You are viewing a plain text version of this content. The canonical link for it is here.

Posted to dev@spark.apache.org by Bin Wang <wb...@gmail.com> on 2015/03/24 09:08:26 UTC

Optimize the first map reduce of DStream

Hi,

I'm learning Spark and I find there could be some optimize for the current
streaming implementation. Correct me if I'm wrong.

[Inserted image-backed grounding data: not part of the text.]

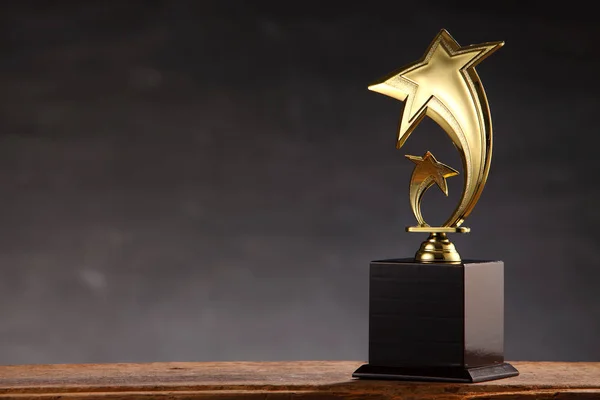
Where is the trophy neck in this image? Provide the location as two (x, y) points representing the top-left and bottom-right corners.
(415, 232), (461, 264)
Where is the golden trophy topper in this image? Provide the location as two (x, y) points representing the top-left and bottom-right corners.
(369, 29), (504, 263)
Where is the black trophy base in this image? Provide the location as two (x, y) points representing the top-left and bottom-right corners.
(352, 362), (519, 383)
(354, 258), (519, 383)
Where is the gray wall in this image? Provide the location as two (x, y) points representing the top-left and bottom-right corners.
(0, 1), (598, 364)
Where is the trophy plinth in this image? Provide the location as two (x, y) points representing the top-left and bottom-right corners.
(352, 259), (518, 382)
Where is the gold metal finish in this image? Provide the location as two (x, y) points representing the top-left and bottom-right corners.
(415, 233), (461, 264)
(369, 29), (503, 263)
(406, 226), (470, 233)
(405, 151), (459, 227)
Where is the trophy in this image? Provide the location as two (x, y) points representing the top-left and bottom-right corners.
(352, 30), (519, 382)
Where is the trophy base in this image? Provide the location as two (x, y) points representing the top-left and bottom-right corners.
(352, 362), (519, 383)
(354, 258), (518, 383)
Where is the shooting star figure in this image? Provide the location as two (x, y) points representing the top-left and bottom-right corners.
(369, 29), (503, 228)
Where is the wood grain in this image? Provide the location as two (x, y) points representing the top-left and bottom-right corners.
(0, 361), (598, 399)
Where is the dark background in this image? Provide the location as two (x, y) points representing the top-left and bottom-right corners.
(0, 0), (598, 365)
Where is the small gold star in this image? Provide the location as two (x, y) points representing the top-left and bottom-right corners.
(406, 151), (459, 196)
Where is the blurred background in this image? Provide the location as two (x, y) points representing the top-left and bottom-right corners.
(0, 0), (598, 365)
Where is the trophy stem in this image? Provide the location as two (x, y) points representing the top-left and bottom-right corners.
(415, 232), (461, 263)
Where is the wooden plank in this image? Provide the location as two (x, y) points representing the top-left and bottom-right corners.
(0, 361), (598, 399)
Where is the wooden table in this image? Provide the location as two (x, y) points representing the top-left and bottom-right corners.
(0, 361), (598, 399)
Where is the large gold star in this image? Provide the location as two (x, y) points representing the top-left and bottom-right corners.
(369, 29), (503, 149)
(406, 151), (459, 196)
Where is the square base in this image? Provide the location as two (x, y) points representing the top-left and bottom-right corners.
(358, 258), (517, 382)
(368, 259), (505, 368)
(352, 362), (519, 383)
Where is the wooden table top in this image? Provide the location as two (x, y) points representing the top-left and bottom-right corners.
(0, 361), (598, 399)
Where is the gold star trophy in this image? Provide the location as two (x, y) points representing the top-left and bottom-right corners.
(352, 30), (519, 382)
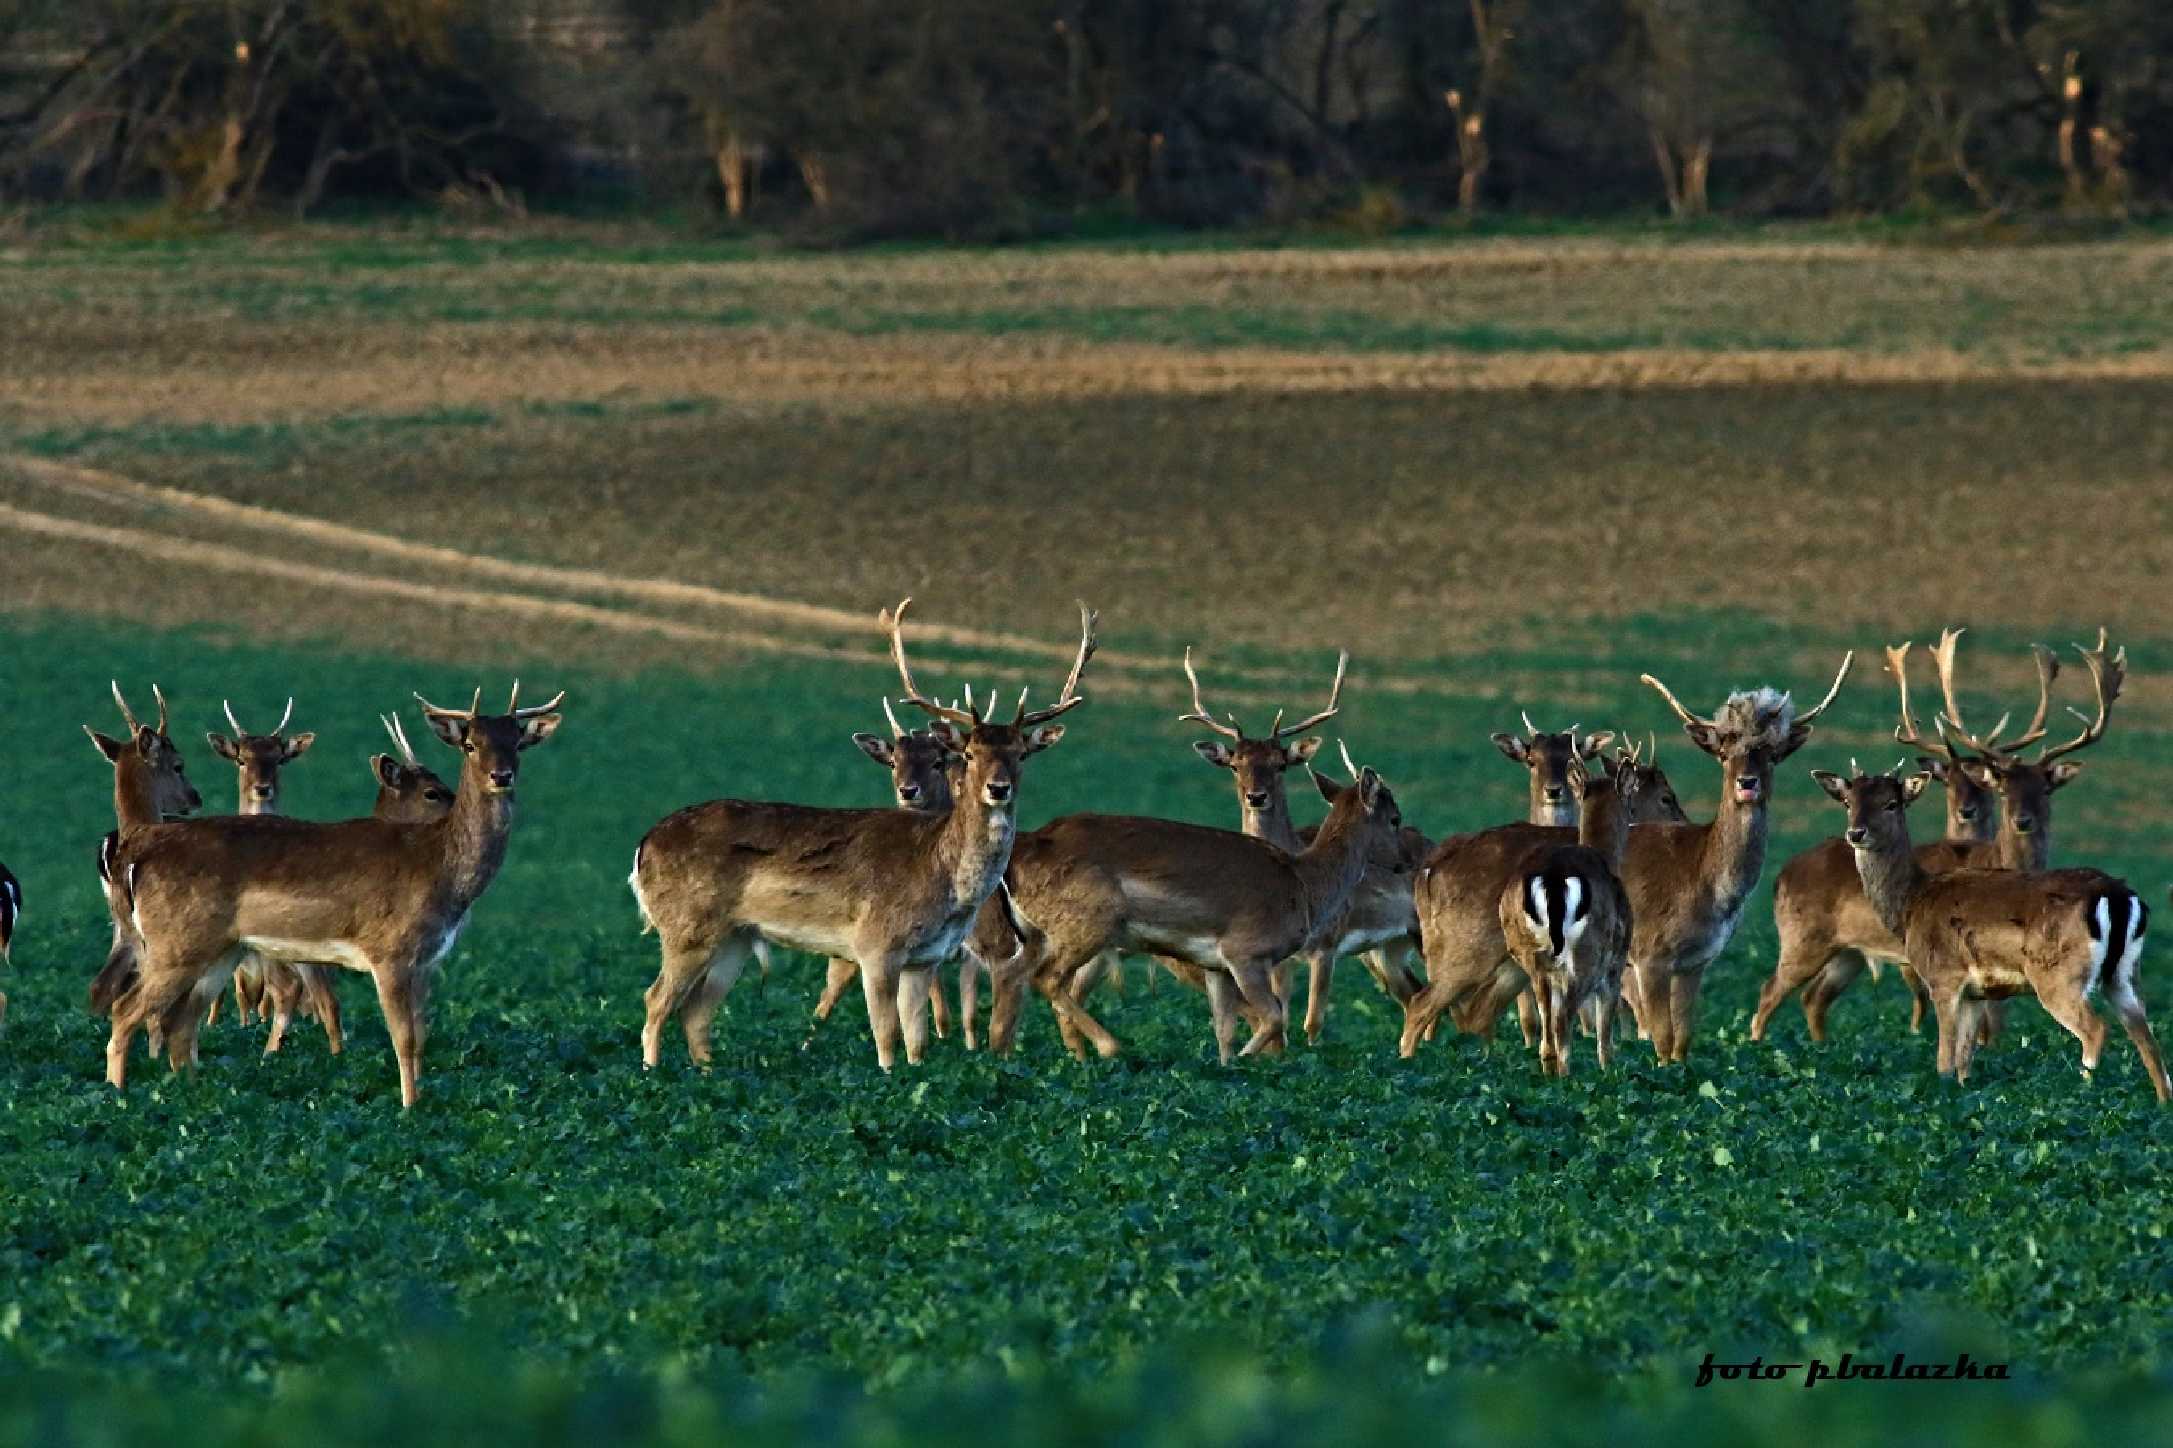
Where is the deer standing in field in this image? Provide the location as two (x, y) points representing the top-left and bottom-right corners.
(100, 683), (565, 1108)
(86, 683), (204, 1020)
(1499, 751), (1636, 1076)
(1755, 631), (2119, 1043)
(1181, 650), (1425, 1040)
(201, 698), (330, 1052)
(633, 600), (1095, 1071)
(980, 745), (1414, 1064)
(1490, 713), (1618, 1045)
(1813, 759), (2164, 1102)
(1401, 737), (1691, 1059)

The current streaming implementation put the data of one batch into memory
(as RDD). But it seems not necessary.

For example, if I want to count the lines which contains word "Spark", I
just need to map every line to see if it contains word, then reduce it with
a sum function. After that, this line is no longer useful to keep it in
memory.

That is said, if the DStream only have one map and/or reduce operation on
it. It is not necessary to keep all the batch data in the memory. Something
like a pipeline should be OK.

Is it difficult to implement on top of the current implementation?

Thanks.

---
Bin Wang

Re: Optimize the first map reduce of DStream

Posted by Zoltán Zvara <zo...@gmail.com>.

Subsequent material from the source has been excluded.